As with every new start there is that feeling of hope, energy, and optimism. Why will this year be different? I grumpily asked myself New Year’s morning. I’m not sure, maybe it won’t be, ok if history normally repeats itself, it’s not looking good. But I am hopeful, optimistic and energized right now, so I going to roll with it. Life is moving faster and faster and I find myself missing out on more and more opportunities, if I don’t do SOMETHING different what will it all really have been about? Is this it? Is this what I am destined to be? If so, it’s not horrible, just kind of… bleh. Really? Am I not worthy of something more than that? At least if I was some quirky free-spirited wanderer of the earth kind of gal, at least I’d have good stories to tell. Nope. I’m a wife. A mom. An occasional runner- Yogger really- I’m slow. An HR Manager ( does it get any more boring than that?). I’m a daughter to aging parents. A friend to wonderful women who I don’t see enough. A worrier. A scaredy cat. What a sad list.
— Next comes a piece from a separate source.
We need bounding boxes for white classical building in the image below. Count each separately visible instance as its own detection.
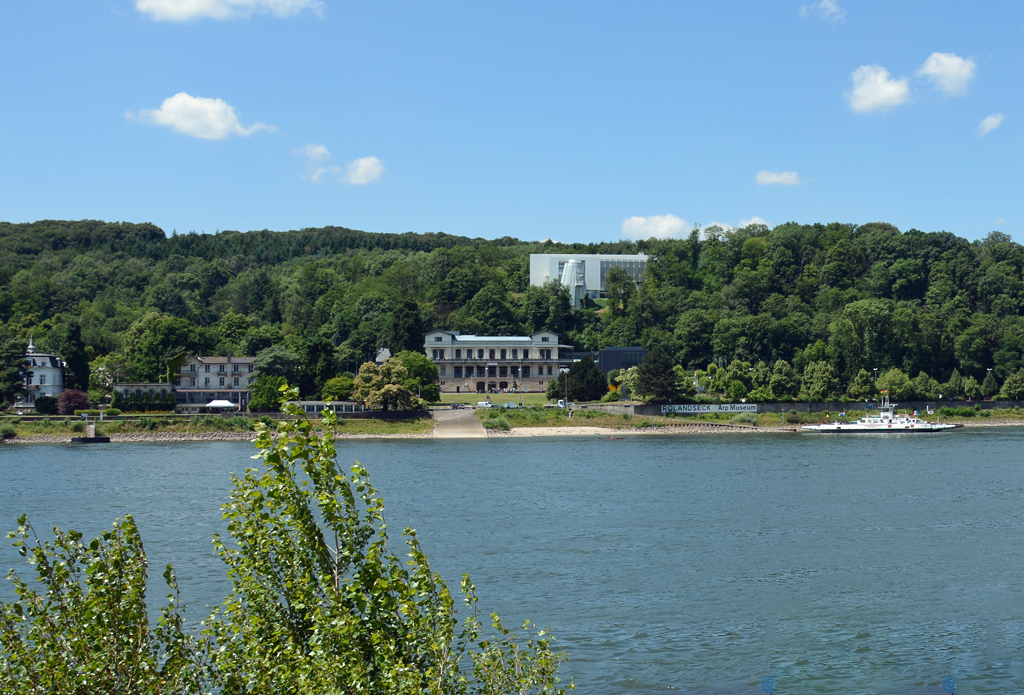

So here I sit. More fearful of doing nothing than taking the risk. It’s January 2019. I’m breaking my cycle. I am sitting at a huge table in the”sitting room” at The Lighthouse Writer’s house. A first for me ( Yes, been a member for 3 years), and every time I’ve entered this house for classes or readings I’ve felt like I was walking into my home, surrounded by so many of “my” people. So today is the start of my capital R- RESET. I KICKED MY OWN ASS into a year- long commitment. I will give this writing thing a full fledged, real deal effort and see where it takes me. It started with a class ” The Day Long, Kick Butt, Get Your Writing Year in Order” class and I am moving forward with a plan. One hour per day, minimum, and I will produce a draft of sorts ( it will be R-O-U-G-H) by year’s end and I’ve committed to share said rough draft with a writer’s group for feedback. Everything the instructor said in that class spoke directly into my soul. That place I hide my inner self, the one I ignore pretty religiously, and often quash the hushed whispers that pop up and remind me of the painful truth, YOU are not doing your life work. You have left your calling unanswered. Sad. NO really, so sad. If you can’t manage to listen to your own heart and protect those dreams, who will? So here I am, and not for the first time. I know this. But if I don’t try? Then what?